Beh, la gestione sostenibile delle risorse idriche è una sfida cruciale a livello globale, come sottolineato anche dagli Obiettivi di Sviluppo Sostenibile dell’ONU. Le attività umane, dall’agricoltura all’industria, passando per l’urbanizzazione e, appunto, l’estrazione mineraria, mettono a dura prova i nostri fiumi. Avere strumenti come il biomonitoraggio basato sui macroinvertebrati ci permette di:

  • Valutare l’impatto ecologico delle nostre attività.
  • Ottenere informazioni a lungo termine e integrate sulla salute dell’ecosistema.
  • Utilizzare un approccio eco-friendly e meno costoso rispetto ad analisi chimiche continue e capillari.
  • Sviluppare strategie di gestione e recupero ambientale più mirate ed efficaci.

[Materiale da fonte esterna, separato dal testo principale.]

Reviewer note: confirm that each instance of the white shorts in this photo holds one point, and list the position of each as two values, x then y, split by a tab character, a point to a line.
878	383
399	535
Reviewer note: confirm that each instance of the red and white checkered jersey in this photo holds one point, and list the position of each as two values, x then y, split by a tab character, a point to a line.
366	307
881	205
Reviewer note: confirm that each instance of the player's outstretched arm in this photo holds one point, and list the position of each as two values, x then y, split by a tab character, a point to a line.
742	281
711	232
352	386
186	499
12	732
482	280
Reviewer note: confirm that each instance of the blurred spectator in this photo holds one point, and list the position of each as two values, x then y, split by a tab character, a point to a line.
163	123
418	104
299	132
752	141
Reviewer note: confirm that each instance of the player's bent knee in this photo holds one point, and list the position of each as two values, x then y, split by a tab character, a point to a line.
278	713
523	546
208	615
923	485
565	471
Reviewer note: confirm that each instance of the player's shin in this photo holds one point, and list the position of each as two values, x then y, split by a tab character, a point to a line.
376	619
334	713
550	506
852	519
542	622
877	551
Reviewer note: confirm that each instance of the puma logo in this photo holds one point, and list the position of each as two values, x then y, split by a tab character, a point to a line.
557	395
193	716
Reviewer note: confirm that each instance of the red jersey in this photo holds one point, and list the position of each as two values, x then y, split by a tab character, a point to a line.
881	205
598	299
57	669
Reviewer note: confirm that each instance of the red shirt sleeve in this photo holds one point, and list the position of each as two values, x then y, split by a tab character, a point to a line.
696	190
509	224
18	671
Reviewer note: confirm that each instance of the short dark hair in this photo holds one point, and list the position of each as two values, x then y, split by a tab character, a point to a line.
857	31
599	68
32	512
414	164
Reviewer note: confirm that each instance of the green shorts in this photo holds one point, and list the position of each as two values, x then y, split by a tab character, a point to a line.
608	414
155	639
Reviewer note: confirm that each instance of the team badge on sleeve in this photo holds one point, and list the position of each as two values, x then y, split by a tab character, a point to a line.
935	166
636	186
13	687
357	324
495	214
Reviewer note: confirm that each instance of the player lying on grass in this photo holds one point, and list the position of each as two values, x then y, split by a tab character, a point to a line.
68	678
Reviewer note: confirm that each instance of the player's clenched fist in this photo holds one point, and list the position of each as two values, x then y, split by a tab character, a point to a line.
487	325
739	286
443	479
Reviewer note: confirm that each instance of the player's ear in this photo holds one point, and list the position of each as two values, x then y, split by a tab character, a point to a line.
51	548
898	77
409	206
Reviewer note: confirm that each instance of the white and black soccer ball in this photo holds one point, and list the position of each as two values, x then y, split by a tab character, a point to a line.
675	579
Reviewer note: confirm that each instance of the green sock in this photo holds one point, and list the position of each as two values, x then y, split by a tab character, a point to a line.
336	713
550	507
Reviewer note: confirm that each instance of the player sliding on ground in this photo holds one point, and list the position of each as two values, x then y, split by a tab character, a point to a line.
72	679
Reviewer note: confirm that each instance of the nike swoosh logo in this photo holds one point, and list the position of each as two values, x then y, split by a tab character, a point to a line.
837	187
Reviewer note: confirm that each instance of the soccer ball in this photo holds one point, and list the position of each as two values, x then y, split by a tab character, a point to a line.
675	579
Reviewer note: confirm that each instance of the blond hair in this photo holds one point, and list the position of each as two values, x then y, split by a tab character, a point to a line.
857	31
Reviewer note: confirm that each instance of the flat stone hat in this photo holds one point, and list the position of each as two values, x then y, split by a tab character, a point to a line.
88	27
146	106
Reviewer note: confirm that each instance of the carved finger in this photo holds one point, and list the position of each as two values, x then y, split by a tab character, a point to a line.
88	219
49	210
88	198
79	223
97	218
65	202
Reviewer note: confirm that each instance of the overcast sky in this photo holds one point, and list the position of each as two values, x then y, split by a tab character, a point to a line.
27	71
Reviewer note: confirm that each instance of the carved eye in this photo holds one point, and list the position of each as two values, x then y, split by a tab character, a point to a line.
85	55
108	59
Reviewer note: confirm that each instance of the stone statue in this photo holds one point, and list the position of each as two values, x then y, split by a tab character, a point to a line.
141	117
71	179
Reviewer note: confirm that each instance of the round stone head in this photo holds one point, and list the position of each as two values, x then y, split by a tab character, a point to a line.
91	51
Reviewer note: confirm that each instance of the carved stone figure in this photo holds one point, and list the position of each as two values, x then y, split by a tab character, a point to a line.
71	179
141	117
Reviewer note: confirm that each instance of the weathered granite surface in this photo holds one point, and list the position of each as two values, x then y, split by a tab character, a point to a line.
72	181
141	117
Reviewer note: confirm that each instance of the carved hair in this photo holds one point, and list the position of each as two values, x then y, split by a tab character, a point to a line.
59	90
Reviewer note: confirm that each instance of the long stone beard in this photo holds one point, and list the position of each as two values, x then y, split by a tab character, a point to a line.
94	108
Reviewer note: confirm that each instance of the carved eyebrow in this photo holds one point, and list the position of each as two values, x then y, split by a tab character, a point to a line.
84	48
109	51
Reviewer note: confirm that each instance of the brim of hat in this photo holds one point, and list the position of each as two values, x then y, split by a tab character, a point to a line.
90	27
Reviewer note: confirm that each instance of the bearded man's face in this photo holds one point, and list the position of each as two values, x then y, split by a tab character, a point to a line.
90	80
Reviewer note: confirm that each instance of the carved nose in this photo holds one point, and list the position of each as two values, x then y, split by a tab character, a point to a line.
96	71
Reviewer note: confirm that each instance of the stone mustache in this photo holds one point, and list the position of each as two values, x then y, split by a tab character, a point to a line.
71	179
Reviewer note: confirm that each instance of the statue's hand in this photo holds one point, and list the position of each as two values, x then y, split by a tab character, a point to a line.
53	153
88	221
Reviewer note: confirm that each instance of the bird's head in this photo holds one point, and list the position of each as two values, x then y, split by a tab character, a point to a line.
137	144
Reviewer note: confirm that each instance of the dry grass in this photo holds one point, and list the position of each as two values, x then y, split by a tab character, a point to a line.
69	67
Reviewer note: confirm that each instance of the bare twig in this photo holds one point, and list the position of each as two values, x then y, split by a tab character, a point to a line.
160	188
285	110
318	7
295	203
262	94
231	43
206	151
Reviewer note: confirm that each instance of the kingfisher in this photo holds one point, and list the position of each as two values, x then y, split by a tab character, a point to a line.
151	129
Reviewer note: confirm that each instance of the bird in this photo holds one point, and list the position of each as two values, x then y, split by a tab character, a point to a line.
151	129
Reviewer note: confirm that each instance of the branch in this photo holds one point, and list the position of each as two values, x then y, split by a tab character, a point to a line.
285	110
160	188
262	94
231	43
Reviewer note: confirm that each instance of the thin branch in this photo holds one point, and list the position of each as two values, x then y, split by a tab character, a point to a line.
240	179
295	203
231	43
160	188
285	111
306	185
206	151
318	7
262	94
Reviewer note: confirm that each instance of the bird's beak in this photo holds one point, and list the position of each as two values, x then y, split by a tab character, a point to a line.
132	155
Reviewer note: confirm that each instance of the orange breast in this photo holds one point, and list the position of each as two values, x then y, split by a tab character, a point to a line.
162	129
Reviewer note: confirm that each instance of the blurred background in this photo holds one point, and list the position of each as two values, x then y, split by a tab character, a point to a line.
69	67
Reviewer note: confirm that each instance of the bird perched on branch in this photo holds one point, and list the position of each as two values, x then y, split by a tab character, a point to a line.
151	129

Nello specifico della Copperbelt Africana, una regione con una fitta rete di corsi d’acqua e un’intensa attività estrattiva, industriale e una rapida crescita demografica, capire lo stato dei fiumi è fondamentale. Questi piccoli “eroi” ci offrono una finestra privilegiata sulla salute di questi ambienti, aiutandoci a trovare un equilibrio tra sviluppo e conservazione.

Insomma, la prossima volta che vedrete un insetto un po’ strano vicino a un fiume, pensateci: potrebbe essere una piccola spia che ci sta raccontando segreti importantissimi sulla salute del nostro pianeta! E studi come questo ci dimostrano che ascoltarli è fondamentale.